No doubt Dobson took the opportunity to double-exorcise his demons – once on the trek itself, and again while reliving it through the writing:

I wanted to be free of what made me an unhappy, maladjusted person. […] It was better to meet each day without a notion of what I wanted to happen, and instead live with what did…My business was to deal with things as they came…There was a long way to go.

Along the way, the author shares the stories of those people – kind and scary, generous and needy, “seldom seen by the rest of the world.” In the scope of Dobson’s hero’s journey, these people become his mentors, challengers, allies, and enemies. Thus, at the end, we readers are left with a real sense of the author’s accomplishment. Not only has he changed throughout his trek, but many of those he meets en route seem to benefit from connection with him. In Jackson, Wyoming, a South African boat captain turned elk-antler-chandelier-craftsman insists, “Walking into people’s lives does more good for them than they do for you, though it doesn’t always seem that way. This trip you’re on, it’s not all about you, regardless of whether you know that or not.”

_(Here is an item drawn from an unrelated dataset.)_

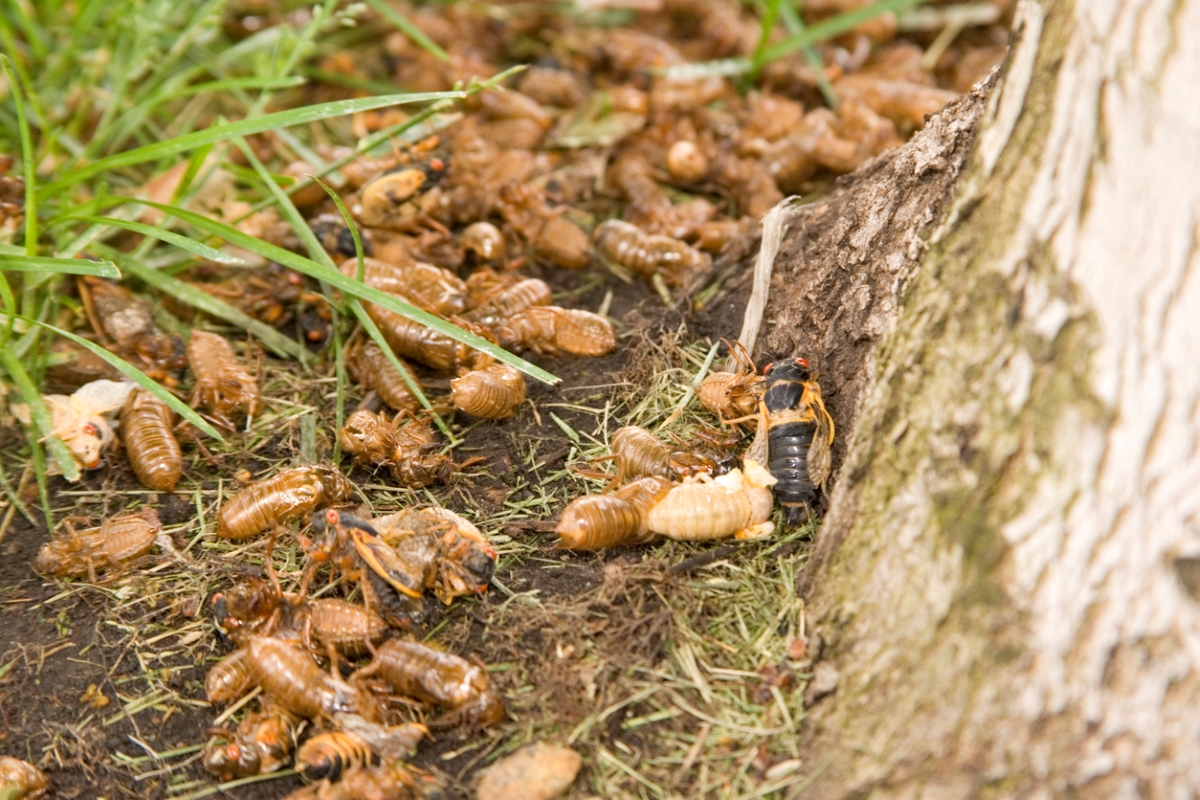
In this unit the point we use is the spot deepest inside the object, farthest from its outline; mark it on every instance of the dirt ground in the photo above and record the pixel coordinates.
(102, 685)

The Great Plains backdrop succeeds as metaphor for what’s wide open before us. We just have to look up from our feet. Occasionally, though, the author lifts us to loftier heights than the book’s overall tone obliges. “Bud-filigreed trees scratched against the melancholy dimness of the day” and other such overwrought imagery threaten to derail the down-to-earth tone of the book. The story works best when the author chucks the lofty poetry for supple prose.

Another problem: no map. I imagine the author feels that if he provided a map of his journey within the book’s pages, it would undermine the pervasive uncertainty he wishes to convey. Relating to Oregon Trail travelers, he says,

The maps some carried were indistinct and uncertain, and could never tell their owners how the journey and landscape would make vast personal changes in them along the way. But if my trip had shown me anything, it was that once on a road, or a worn path, one is never lost. One may be disoriented or unsure of the direction he or she is headed. But a trail, a path, a road leads somewhere.

Whatever, Dobson, give me a map, a rough map, any map’ll do.

Maplessness and lofty snippets aside, nothing can diminish the heart poured into the overall narrative, with its regular people doing regular things, vast skies, open plains, and endless horizon. Every weighty step of Dobson’s Great Plains backpack odyssey teaches the author to winnow his load. He learns to keep in his pack only those things he most needs and values to keep moving, to keep living. So while I pine for William Least Heat-Moon, circumnavigating the blue highways of America in a van called Ghost Dancing, I am nevertheless pleased to encounter a backpack-schlep through the flyover zone with Patrick Dobson. I couldn’t help but enjoy that trip, too.